The alliance caps weeks of talks since the May 9 election created the province's first minority-government situation in six decades. The deal means that, combined, the NDP and Greens would have a single-seat advantage over the Liberals.
"It could be the beginning of an entirely new state of party competition," said the professor emeritus at the University of Victoria. What comes next, he said, "depends on everyone's will for power. That's what's being tested here – to what extent are they prepared to pull out all the stops to either retain the premiership or attain the premiership."
Here are some of the next steps on that path.
Convention says the Liberals, who won 43 of 87 legislature seats, would have to be defeated by the combined B.C. New Democrats and B.C. Greens in a vote in the legislature before power was turned over.
Ms. Clark has to recall the B.C. legislature by Sept. 30 to pass a budget because the Liberals have provisions only until then to cover government operating expenses.
"They only have enough supply – the right to spend money – until September, after which government is not authorized to spend, and I don't think we want to get into a government shutdown scenario," said Hamish Telford, a political scientist at the University of the Fraser Valley. Before that, the Liberals would have to bring in a throne speech covering policy direction. Either of these would be confidence motions.
Max Cameron, a political scientist at the University of British Columbia, said there is no formal rule on when a legislature should be brought back, but he expects this will happen within a month of the election, in early June.

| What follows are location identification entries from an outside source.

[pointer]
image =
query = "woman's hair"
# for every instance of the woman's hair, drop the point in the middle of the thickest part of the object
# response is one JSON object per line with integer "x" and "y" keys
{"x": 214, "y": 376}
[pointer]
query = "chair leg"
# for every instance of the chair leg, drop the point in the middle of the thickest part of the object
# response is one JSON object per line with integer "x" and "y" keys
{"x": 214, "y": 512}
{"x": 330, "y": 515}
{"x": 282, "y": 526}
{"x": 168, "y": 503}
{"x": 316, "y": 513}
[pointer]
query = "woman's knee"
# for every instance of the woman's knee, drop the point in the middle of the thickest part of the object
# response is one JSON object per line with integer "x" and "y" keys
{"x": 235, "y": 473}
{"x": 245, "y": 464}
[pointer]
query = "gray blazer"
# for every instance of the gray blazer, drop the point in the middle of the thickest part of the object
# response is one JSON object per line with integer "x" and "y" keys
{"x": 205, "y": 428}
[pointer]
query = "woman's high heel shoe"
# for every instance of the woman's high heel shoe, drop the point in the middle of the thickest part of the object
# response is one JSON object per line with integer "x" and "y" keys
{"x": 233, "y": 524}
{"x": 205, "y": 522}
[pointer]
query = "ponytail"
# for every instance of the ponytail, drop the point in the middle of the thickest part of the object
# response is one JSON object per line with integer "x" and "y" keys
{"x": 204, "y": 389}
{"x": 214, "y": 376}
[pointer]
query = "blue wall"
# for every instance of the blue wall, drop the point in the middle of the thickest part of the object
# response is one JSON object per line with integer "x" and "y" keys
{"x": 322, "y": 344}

Mr. Cameron said pressure to deal with the province's finances will likely force a quick resolution of the issue.
"There is an imperative to get to the bottom of this as quickly as possible. Uncertainty about who is going to form the government is not desirable. We don't want a vacuum in power. At this point, we have a sitting Premier and we have an agreement between two parties that represent a majority of the votes. That has to be resolved, and the sooner it's resolved, the better for everyone."
He said he expects the Greens and the NDP would defeat Ms. Clark "at the first possible opportunity."

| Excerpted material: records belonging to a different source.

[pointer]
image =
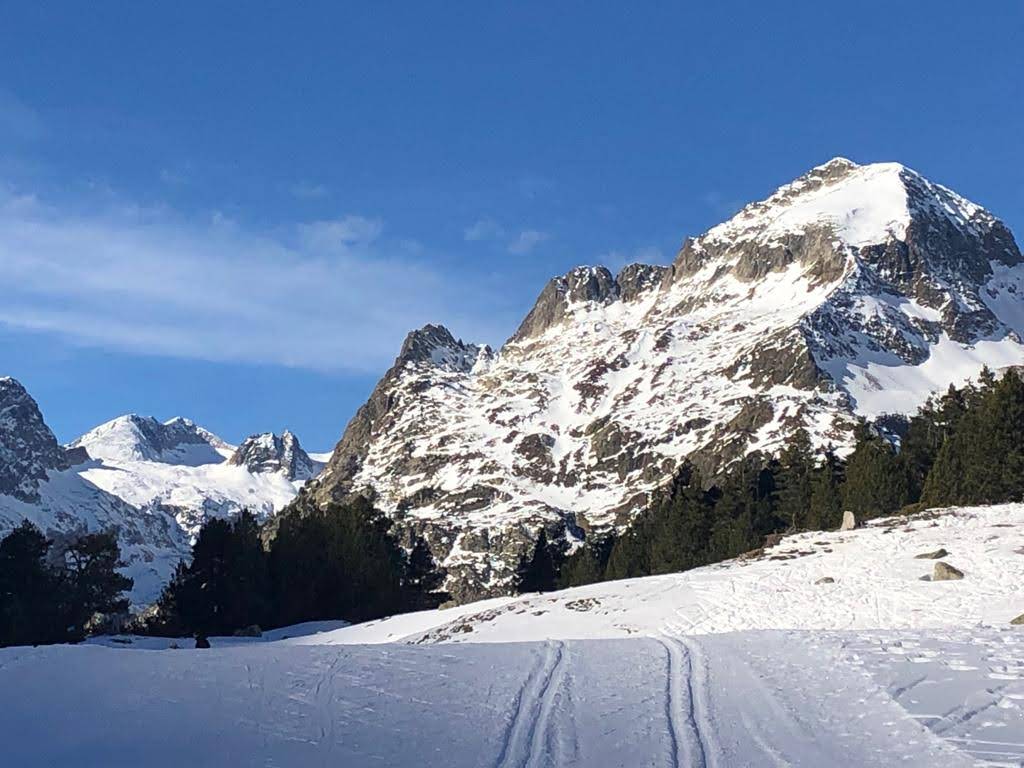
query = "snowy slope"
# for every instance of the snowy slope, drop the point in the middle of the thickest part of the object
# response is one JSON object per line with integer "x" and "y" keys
{"x": 877, "y": 585}
{"x": 628, "y": 676}
{"x": 853, "y": 291}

That would bring another player into the situation.
Ms. Clark has said Judith Guichon, the B.C. Lieutenant-Governor, asked her after the election to continue to lead the government until all the ballots were counted.
That election has created the current situation: 43 Liberals, 41 New Democrats and three Greens in the 87-seat legislature.
"The bottom line is that it's the duty of the Lieutenant-Governor to ensure that there's a B.C. government that enjoys the majority of support in the legislature," Prof. Ruff said.
Mr. Horgan said he would go to Ms. Guichon in the "next number of days" to talk about his agreement, but Ms. Clark continues to be Premier and her party remains in government until it is defeated in the legislature.
The defeat would give Ms. Guichon various possible scenarios, including asking NDP Leader John Horgan to form a government.
According to a report in the Black Press chain of newspapers, Ms. Guichon – a rancher from the B.C. Interior appointed to her post in 2012 – told students in Abbotsford last week that it is "quite likely" Ms. Clark will attempt to win support for a throne speech in the legislature.
The report quoted Ms. Guichon as saying the throne speech could pass, but the budget thereafter "would be perhaps a more controversial aspect."
Maybe, Ms. Guichon said, "we'll have a new era where everybody will work together. … I, like the rest of you, will tune in to watch very closely."
Ms. Guichon has the option of asking Mr. Horgan and Mr. Weaver to govern without holding an election.
At some point, MLAs will have to choose a speaker.
"They might get stuck on that very point," Prof. Telford said.
Things will be so tight in the legislature that the Greens and NDP may not want to give up a member to serve in that role. "I think that would be unprecedented."
Prof. Ruff said a Green or NDP speaker would cost them their majority in the legislature.
"It's extremely precarious," he said.
That said, a Liberal could be named speaker, but if no Liberal was willing to do so, the NDP would have to put up one of their members.
In a tie vote in the legislature, the speaker votes in favour of government.
Prof. Ruff said the whole situation is unprecedented.
"This is terra incognita – that's a fancy way of saying unknown territory."